The fix was quite simple and made a ton of sense after I analyzed, but was probably just stupid luck that I found it.  G-Mac had you keep your left upper arm tight to your chest throughout the back swing and downswing – that’s it.  My off-season back swing drills were attempting to get the club more out in front of me and had clearly disconnected my arms from my torso.  While I thought I looked good in my positions, I had in effect taken the club back with all hands; hence the awful ball striking.  I went out Saturday on my local par-3 course for a quick nine to test this theory and was nutting it all the way around.  Really solid strikes in a stiff breeze with cold temps and I was sky high at the finish.

Been around long enough to understand that momentum in golf is fleeting.  But what’s wrong with thinking, “I finally got it!”  Have you ever “got it” from a golf magazine tip?

Hey, Golf Needs Villains Too

From open.salon.com
From open.salon.com

The Masters is over but the dust has nary settled from “Dropgate,” as the blogosphere continues to explode with arguments for and against the Tiger non-DQ/WD.  I find myself disinterested in taking a position but glad Tiger played the weekend because I love to root against him when he gets in the hunt.

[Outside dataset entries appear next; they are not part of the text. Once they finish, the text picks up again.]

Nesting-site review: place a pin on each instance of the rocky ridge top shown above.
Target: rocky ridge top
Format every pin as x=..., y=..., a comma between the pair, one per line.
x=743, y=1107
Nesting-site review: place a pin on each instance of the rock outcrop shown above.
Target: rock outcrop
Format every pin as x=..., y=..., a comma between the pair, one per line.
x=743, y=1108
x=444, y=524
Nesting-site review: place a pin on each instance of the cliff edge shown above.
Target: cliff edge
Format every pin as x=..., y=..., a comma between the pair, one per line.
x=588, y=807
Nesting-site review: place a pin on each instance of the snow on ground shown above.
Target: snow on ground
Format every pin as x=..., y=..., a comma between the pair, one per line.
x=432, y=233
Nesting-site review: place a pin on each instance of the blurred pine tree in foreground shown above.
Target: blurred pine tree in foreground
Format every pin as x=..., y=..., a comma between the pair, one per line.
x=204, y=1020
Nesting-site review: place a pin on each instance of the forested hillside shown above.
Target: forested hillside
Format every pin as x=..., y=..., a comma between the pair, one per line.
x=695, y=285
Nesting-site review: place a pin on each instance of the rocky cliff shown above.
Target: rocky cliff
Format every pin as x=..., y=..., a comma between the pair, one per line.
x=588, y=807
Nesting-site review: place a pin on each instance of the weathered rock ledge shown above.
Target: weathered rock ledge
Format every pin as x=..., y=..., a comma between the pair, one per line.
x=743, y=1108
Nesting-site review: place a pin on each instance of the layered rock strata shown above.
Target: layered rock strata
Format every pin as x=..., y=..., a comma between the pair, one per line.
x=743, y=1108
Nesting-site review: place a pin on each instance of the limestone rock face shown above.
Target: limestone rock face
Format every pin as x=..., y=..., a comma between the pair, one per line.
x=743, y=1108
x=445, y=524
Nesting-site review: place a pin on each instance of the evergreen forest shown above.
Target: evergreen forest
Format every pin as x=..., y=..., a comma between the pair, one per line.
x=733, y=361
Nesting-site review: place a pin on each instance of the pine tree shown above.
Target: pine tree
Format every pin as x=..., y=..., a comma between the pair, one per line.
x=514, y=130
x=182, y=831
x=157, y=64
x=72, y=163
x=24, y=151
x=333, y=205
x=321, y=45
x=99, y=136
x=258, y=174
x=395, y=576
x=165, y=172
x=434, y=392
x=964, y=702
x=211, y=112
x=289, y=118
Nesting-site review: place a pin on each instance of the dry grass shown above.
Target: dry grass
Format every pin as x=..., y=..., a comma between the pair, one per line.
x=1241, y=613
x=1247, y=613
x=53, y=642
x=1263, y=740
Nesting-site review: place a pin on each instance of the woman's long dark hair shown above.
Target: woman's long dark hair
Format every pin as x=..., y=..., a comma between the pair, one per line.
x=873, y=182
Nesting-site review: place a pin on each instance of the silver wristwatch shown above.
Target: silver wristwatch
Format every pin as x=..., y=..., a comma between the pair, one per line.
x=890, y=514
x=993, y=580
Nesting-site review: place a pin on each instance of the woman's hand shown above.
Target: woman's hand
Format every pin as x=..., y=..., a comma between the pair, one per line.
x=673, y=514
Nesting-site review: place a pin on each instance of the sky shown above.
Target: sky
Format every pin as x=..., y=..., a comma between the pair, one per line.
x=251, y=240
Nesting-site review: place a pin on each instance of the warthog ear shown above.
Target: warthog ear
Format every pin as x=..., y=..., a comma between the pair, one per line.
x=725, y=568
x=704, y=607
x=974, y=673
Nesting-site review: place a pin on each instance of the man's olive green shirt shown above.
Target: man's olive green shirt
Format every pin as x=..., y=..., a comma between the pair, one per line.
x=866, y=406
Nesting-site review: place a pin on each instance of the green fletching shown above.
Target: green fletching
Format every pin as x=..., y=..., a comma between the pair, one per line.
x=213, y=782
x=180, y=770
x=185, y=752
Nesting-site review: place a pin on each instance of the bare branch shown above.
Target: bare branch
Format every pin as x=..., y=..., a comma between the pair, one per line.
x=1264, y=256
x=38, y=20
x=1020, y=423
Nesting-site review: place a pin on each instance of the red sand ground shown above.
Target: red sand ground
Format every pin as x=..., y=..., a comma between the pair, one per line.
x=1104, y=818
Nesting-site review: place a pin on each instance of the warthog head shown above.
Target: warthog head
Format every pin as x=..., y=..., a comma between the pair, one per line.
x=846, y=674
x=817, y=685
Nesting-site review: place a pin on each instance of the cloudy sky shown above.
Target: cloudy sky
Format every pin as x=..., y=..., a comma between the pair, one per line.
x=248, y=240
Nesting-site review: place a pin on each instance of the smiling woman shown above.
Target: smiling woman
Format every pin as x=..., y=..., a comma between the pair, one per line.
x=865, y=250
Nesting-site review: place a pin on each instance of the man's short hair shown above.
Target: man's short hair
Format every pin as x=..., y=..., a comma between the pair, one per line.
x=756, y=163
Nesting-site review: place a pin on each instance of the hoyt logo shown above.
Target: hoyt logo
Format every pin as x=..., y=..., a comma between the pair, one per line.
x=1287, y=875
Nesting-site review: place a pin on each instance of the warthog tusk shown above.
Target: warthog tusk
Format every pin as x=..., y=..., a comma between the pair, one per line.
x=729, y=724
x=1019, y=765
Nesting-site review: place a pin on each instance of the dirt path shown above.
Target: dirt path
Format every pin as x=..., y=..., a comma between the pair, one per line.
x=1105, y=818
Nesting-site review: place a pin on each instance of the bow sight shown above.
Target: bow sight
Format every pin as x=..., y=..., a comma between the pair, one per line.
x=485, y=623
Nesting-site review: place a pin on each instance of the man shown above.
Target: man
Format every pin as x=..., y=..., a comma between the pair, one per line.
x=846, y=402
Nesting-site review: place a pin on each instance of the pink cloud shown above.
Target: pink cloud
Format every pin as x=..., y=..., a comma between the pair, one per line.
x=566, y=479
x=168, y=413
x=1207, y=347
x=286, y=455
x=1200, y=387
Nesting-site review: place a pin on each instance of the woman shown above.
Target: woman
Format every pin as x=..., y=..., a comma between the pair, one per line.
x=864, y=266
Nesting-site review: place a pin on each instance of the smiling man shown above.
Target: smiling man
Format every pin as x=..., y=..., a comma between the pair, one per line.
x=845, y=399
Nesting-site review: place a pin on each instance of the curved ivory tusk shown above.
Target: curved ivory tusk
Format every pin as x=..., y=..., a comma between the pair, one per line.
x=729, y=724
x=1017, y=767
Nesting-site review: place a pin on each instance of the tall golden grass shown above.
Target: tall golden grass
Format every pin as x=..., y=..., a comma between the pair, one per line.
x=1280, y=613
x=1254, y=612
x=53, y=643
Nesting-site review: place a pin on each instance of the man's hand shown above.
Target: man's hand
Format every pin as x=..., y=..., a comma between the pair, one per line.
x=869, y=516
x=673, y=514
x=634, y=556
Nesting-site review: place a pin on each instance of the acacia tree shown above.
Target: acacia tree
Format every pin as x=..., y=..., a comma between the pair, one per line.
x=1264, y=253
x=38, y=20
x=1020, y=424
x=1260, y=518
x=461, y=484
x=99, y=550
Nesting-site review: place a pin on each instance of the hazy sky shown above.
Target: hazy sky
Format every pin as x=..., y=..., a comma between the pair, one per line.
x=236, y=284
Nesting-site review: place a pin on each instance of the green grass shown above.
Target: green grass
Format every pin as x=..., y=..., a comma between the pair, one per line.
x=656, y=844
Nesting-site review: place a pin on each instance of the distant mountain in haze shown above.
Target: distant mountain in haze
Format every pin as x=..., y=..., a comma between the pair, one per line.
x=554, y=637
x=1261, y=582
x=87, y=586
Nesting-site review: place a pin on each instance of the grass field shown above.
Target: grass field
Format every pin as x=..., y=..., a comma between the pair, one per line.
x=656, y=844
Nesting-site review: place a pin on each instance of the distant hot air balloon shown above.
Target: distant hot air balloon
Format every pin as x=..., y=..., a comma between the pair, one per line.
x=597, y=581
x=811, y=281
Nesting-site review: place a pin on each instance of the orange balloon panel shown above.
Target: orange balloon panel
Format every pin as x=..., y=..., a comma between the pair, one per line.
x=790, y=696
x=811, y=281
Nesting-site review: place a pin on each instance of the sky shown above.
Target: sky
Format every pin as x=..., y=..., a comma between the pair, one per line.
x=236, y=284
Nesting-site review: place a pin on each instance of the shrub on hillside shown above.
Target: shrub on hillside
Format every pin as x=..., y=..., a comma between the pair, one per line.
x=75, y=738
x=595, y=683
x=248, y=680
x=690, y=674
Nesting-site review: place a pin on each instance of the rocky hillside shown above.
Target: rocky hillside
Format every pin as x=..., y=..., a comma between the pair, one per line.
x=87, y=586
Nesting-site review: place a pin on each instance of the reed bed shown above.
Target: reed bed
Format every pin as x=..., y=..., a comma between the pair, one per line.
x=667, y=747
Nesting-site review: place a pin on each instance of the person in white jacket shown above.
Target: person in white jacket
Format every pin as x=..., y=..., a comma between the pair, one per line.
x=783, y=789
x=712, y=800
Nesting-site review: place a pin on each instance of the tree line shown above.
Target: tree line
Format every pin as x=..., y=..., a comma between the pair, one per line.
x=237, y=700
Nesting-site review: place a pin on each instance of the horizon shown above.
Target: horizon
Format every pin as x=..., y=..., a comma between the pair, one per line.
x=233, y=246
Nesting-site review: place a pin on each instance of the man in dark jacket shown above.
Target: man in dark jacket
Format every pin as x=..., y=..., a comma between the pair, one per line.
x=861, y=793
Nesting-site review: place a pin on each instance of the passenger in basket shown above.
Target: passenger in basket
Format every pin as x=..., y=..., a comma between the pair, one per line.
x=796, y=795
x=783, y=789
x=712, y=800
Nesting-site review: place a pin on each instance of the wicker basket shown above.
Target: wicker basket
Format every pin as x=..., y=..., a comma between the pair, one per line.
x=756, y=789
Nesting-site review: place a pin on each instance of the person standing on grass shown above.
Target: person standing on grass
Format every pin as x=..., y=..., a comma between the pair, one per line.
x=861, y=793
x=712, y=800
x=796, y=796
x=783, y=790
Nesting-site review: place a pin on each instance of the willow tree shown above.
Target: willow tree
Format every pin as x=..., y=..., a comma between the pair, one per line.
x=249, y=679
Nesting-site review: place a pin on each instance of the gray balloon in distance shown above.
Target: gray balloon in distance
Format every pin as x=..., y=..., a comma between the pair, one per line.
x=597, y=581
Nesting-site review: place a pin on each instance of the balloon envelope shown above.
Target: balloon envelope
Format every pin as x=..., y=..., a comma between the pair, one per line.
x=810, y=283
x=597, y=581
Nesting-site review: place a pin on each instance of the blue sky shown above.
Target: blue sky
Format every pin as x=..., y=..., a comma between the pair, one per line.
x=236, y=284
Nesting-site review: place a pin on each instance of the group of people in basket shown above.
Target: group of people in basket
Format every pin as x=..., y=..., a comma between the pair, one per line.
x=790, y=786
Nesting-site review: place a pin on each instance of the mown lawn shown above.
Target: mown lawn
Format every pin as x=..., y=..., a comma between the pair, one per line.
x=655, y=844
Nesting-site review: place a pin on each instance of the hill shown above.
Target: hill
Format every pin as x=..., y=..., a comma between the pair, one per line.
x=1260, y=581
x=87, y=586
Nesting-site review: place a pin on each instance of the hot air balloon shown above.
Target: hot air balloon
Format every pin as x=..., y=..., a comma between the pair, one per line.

The purists in our game are outraged that the letter of the law wasn’t upheld but golf needs its villains too.  I love the human element in golf and put in a similar situation, would have probably withdrawn and done the right thing.  But Tiger is WAY PAST doing the right thing and actually adds interest to every telecast for fans looking for an antagonist.  This is why we turn on the TV when players or teams we hate are on.  The watch is compelling and pulling for the mighty to fall is American as apple pie.  Who doesn’t enjoy a Yankees drubbing or a Cowboys implosion (outside of the Evil Empire and Big-D respectively.)

Golf and sports are played by humans and should be officiated by humans, not fans calling into TV production rooms or by machines evaluating every camera angle of every play to ensure perfection and complete fairness.  Humans make mistakes and to remove the human element from all sports is ill-advised.  So bring on the villains, blown calls, and controversy.  It makes for excellent TV viewing and better conversation at the water cooler.

The Magical Healing Power of The Masters

The MastersWas wondering last weekend what had motivated me to spread 30 bags of mulch with a bad elbow – yep, Masters Week.  Ever notice when commercials come on for “The Masters” how you get a strange sense of well-being, and then while watching actual tournament play an endorphin rush takes over your body?  It hit me yesterday after enjoying three hours of tournament coverage and I’m super pumped to go work on my game today.  I’ve also experienced the same feeling from attending professional tournaments in person and in both cases I seem to be able to leverage the euphoria into short bursts of excellent play.

Some more good news.  I made great progress with new practice and warm-up routines that I’m going to test today and again tomorrow and will report back on.  Early sneak peak:  I’ve been able to identify a way to prepare myself for play without overtaxing myself physically, and to simulate enough game conditions to get into the flow on the first tee instead of slogging through four holes.

Also finalized the line-up for next month’s Myrtle Beach golfapalooza.  Two new courses are on the docket.  Kings North at Myrtle Beach National and Rivers Edge.  Anyone with playing tips on either of these, please share.  We’re also scheduled for return trips to The Legends (Heathland, Moorland, Parkland) and to one of my all time favorites, True Blue.  Full course reviews are coming on Kings North, Rivers Edge, and True Blue.

Looking forward to a great Masters weekend.  Who are your predictions to win with this star-studded leader board?  The 50+ year old in me is pulling hard for Freddy, but I’m still liking Tiger’s form.